# Acrobat Reader 9 installiert ohne PDF Drucker



## PhoenixDH (14. Oktober 2009)

Hallo zusammen,

ich habe folgendes Problem:
Ich habe eben Acrobat Reader 9 Standard auf meinem PC isntalliert da ich unbedingt den PDF Printer benötige.
Dieser wurde aber leider nicht mitinstalliert.

Was muss ich denn machen das ich den Drucker wieder bekomme?

Dank euch!


----------



## Jan-Frederik Stieler (14. Oktober 2009)

Hi,
Adobe Acrobat installieren. Nicht den Reader.
oder du holst die FreePDF und Ghostscript wenns kostenlos sein soll.

Viele Grüße


----------



## PhoenixDH (14. Oktober 2009)

Als kostenlose Version finde ich nur den Reader.

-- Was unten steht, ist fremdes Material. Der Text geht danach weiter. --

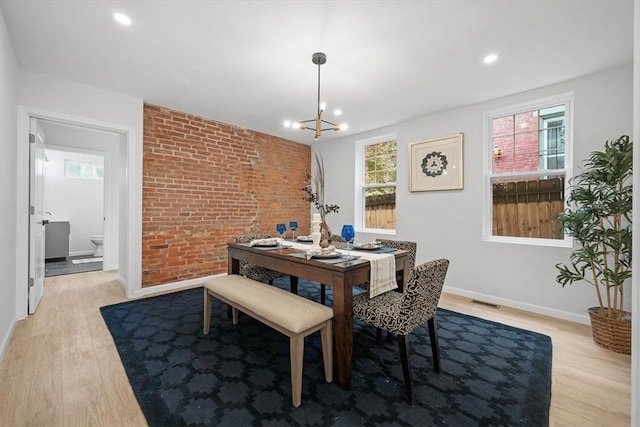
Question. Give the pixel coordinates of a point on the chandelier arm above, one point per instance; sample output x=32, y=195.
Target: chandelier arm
x=319, y=112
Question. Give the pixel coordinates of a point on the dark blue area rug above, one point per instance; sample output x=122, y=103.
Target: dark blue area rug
x=492, y=374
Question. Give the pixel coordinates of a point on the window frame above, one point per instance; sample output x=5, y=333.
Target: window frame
x=488, y=176
x=360, y=186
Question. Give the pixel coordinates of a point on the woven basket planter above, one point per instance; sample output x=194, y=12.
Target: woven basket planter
x=614, y=334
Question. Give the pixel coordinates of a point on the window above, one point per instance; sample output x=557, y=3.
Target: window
x=84, y=170
x=527, y=171
x=376, y=184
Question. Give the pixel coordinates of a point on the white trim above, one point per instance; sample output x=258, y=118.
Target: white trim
x=7, y=339
x=80, y=253
x=359, y=171
x=635, y=281
x=487, y=208
x=131, y=231
x=558, y=314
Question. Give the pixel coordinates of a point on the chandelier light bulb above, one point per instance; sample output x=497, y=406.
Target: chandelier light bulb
x=122, y=18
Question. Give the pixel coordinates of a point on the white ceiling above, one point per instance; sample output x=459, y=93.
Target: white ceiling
x=248, y=63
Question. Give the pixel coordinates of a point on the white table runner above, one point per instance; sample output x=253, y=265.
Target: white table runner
x=382, y=277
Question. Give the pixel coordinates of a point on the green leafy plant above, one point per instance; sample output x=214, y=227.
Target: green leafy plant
x=314, y=190
x=598, y=217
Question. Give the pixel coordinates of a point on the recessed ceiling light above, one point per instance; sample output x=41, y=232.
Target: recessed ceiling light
x=122, y=18
x=490, y=59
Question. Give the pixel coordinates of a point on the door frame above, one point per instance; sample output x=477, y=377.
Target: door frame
x=130, y=252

Adobe Acrobat ist kostenpflichtig oder?


----------



## ronaldh (14. Oktober 2009)

Richtig. Wenn Du einen guten PDF-Drucker benötigst, dann nimm den eDocPrintPro, der ist kostenlos.


----------



## PC Heini (14. Oktober 2009)

Ich benutze den PDF Creator. Ist auch Freeware.


----------



## Alex Duschek (14. Oktober 2009)

Cute PDF Writer


----------